4 September 2009
We left Huanchaco early this morning and started our drive to Chiclayo. Just as we were getting onto the PanAmerican Highway, we were pulled over by the police. At various spots along the highway they set up checkpoints and will wave you over to the side if they want to. In this case, they told Luis that the windows on his van were too dark and thus illegal. Luis said this was the first time in 5 years, since he bought the van, that anyone said so. Luis argued his point; the policeman said that we would have to go to the police station if we continued with our objections. After that, Luis spent another twenty minutes or so conversing with the policemen before offerring them a bribe of S/. 20. (Twenty soles worth a little less than $7 US) We then continued on our way.
About twenty minutes into the drive, we passed the same pilgrims walking alongside the road carrying the statue. We figured they must have walked though the night to get that far!
Another hour or so down the road, we were pulled over again. For the same reason! His windows are no darker than the average car; not like the ones that are obviously tinted. We surmised they were cracking down on the transportation of drugs and the dark windows made it difficult for them to see who was inside. Luis was able to talk his way out of this one though and we were soon on our way. We had no more trouble along the way to Chiclayo.
Once in Chiclayo, we picked up Luis' uncle who recommended the "maestro" (building contractor) who had built his home. We contacted the maestro so we could interview him. He was on a job laying tile for a kitchen so simply arranged to meet with him later in the day.
We then went to visit Luis' cousin, Jorge, who is an architect. We found him on a job, but he took time out to look at our plans. There was also an engineer on site who gave his imput as well. We liked Jorge a lot and gave us an approximate cost for the project. He would take care of everything; testing for the footings, redesigning the plans to accomodate the footings, buying the materials, building and finishing. Everything! He took one set of prints and told us what needed to happen before he could do the redesign and begin building; testing for the footings and leveling out the land.

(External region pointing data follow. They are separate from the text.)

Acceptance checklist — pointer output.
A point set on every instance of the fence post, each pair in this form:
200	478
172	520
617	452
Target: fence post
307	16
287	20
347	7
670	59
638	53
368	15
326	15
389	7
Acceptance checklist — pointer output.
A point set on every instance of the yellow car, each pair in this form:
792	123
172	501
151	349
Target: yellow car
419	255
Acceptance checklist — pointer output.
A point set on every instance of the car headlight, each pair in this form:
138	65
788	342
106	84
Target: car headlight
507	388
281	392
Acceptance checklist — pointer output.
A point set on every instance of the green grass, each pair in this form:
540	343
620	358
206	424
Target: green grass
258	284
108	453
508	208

Once finished there, we met the first maestro, Francisco. He looked at the plans and said he could handle the project. He needed to have plans which included the electrical wiring, water lines, and gas lines. And, of course, he wanted them in Spanish! Imagine that. We think his bid will be lower than Jorge's, but will have to wait until tomorrow to find out.
Each have their plusses and minusses. Jorge would do the entire project. Also he and his engineer would oversee his maestro throughout. I also think the architect has some design ideas that will be interesting to see. He already suggested wood decking around the pool and carrying the same flooring from the entry through the foyer and on outside. Francisco would be cheaper and his work is good. We would be picking out everything for the house as we would be buying the materials. However, Francisco would build strictly from the plans; not offerring any suggestions for design.
Finally in the afternoon, we found a hotel and have been watching the US Open tennis on TV while we discuss our options.